The defendant Foster asserts a claim to the Singer Manufacturing Company stock, subordinate only to the rights of the bank which has been paid in full. He made a contract with the Trading Company by the terms of whicji he turned over various securities to that company. This contract he now seeks to have reformed by inserting therein provisions to the effect that title to the securities or part thereof was reserved in him and that they were not to be transferred without his consent.

• Foster does not contend that the pledge was not binding on him, but asserts that the pledgee has been paid and that no further claim is made by it. He contends that the agreement made with the Trading Company is ambiguous and conflicting upon its face. We find no such ambiguity. Furthermore, in considering the agreement it should be noted that it was prepared by the attorney representing Foster who appeared as a witness on the trial.

It effectuated an exchange of securities belonging to Foster for capital stock of the Trading Company. In addition, it was agreed therein that Mortimer B. Foster be employed at a salary of $12,000 per year for three years, and provided for .the employment of others during a similar period. With reference to the exchange of securities for the capital stock of the Trading Company it stipulated for the turning over of certain securities to the Trading Company at a specific valuation. It also arranged for a transfer of record of those securities, for all of which Foster received full value in addition to his employment at an agreed compensation.

Foster passed the legal title to the stock to make a profit for himself and to become a stockholder and officer of the Trading Company. Thereafter, the~ Raw Silk Trading Company’s financial statement issued with the knowledge of Foster, carried the transferred securities as assets. The agreement and the conduct of Foster, as stated by the trial justice, do not justify his assertion that he continued to own the stock. We are, therefore, of the opinion that the claim of Foster is entirely without basis.

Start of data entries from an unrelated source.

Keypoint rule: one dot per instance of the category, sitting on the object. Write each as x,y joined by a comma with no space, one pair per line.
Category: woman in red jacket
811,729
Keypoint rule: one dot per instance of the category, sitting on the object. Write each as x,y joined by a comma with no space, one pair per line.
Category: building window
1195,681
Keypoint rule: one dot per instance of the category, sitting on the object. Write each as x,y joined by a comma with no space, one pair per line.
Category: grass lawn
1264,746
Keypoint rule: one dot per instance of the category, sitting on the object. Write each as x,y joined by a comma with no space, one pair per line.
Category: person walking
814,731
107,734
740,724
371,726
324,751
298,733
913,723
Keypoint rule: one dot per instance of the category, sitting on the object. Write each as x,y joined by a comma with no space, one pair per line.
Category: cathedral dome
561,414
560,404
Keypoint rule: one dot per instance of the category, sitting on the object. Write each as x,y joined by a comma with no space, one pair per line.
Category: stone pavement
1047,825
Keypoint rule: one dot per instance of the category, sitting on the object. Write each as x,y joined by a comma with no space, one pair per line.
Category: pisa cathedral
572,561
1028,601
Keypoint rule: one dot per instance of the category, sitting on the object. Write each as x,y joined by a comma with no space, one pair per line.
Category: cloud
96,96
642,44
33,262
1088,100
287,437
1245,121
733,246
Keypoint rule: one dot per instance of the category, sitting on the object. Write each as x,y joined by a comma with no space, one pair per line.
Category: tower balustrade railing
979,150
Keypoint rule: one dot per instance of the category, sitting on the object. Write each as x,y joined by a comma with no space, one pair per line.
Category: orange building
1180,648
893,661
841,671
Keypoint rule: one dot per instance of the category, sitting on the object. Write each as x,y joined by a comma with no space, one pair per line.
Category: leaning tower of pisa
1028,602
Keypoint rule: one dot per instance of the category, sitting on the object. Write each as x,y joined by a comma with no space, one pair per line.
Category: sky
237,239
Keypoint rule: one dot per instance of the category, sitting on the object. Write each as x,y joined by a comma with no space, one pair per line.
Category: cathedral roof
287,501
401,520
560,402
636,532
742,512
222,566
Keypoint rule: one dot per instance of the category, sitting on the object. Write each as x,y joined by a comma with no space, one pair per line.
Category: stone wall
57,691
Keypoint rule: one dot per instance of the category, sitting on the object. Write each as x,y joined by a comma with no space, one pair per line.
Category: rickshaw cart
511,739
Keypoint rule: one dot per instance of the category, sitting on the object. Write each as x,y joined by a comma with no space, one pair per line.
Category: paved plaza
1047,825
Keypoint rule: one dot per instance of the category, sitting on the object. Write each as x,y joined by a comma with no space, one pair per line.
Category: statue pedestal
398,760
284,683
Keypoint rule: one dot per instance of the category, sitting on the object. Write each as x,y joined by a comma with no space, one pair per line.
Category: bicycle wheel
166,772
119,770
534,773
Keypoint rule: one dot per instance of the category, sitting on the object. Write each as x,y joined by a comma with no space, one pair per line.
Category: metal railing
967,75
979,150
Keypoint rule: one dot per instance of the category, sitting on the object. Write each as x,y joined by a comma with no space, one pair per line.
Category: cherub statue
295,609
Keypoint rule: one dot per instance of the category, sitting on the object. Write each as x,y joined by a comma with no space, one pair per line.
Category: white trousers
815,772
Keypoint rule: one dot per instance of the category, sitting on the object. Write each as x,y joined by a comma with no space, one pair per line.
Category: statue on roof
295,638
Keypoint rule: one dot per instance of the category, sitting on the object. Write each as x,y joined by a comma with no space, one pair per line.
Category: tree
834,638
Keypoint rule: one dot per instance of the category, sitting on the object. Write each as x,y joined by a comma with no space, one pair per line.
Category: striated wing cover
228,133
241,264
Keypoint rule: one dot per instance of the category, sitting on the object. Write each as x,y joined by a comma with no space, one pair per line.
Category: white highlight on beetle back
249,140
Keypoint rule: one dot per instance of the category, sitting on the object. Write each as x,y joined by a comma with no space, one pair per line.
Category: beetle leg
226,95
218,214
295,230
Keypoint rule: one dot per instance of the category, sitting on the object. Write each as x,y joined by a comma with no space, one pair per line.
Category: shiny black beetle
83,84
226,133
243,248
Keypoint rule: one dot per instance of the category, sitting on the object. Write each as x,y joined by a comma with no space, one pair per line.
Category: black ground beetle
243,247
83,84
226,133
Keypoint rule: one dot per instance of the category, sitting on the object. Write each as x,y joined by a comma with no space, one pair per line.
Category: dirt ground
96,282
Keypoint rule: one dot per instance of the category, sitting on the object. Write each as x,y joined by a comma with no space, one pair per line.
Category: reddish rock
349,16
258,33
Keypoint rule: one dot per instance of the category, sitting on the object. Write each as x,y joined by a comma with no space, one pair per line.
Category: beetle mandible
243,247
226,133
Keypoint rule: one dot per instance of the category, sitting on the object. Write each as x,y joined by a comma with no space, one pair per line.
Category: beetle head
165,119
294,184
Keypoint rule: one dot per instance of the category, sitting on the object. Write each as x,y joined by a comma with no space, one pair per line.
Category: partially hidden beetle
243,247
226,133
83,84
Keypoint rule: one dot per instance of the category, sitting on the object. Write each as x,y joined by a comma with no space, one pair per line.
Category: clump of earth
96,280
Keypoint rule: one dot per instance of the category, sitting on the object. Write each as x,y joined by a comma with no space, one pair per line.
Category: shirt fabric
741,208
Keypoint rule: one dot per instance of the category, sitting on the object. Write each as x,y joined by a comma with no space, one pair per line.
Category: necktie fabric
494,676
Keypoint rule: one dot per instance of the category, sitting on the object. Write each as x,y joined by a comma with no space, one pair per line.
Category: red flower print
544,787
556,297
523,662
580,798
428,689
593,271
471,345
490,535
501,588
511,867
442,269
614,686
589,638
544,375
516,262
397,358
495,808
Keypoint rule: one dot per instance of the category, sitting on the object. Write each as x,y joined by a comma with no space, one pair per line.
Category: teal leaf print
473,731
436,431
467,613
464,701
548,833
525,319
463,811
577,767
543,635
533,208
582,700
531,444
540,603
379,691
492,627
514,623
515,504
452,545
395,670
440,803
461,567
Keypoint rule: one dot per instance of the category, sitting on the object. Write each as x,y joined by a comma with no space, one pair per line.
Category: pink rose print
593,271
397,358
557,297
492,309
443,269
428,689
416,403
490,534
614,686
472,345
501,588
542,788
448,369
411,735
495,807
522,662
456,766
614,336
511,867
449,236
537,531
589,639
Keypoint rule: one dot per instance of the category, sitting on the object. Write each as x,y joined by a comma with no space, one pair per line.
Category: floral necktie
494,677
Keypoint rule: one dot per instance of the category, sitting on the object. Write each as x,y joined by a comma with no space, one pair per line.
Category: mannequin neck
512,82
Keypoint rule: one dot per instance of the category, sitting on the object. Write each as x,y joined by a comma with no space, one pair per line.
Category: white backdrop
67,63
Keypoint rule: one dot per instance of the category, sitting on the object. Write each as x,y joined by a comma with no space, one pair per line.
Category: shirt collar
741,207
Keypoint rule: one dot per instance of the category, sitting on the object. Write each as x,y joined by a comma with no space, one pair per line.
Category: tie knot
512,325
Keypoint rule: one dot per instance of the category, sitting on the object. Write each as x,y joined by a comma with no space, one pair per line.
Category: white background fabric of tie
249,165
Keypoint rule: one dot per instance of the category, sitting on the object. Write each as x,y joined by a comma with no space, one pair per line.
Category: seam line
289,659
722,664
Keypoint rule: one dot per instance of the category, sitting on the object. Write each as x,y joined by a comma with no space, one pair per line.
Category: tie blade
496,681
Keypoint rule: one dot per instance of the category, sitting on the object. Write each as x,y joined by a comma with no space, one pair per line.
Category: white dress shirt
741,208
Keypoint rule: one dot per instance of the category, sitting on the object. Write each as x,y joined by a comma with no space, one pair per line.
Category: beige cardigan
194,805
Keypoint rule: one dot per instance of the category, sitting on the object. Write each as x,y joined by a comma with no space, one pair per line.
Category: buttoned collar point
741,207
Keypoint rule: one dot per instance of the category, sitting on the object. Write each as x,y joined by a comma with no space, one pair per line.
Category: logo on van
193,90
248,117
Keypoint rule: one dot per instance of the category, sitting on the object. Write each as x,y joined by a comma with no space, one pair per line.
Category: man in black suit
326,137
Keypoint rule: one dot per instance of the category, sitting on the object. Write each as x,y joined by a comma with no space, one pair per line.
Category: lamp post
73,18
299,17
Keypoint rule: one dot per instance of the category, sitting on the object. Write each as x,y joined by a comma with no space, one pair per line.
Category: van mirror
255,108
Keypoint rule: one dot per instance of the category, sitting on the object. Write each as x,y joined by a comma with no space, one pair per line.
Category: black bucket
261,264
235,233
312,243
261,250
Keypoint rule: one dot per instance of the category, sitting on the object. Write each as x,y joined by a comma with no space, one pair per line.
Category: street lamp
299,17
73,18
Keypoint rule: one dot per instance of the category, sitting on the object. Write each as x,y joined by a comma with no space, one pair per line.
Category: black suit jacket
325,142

The judgment, therefore, except in so far as it dismisses the counterclaims of the defendants Foster, should be reversed, with costs to the defendant Raw Silk Trading Company, and the complaint dismissed, with costs to said defendant.

Clarke, P. J., Dowling, Finch and Burr, JJ., concur.

Judgment except in so far as it dismisses the counterclaims of the defendants Foster reversed, with costs to the defendant Raw Silk Trading Company, and complaint dismissed, with costs to said defendant. Settle order on notice.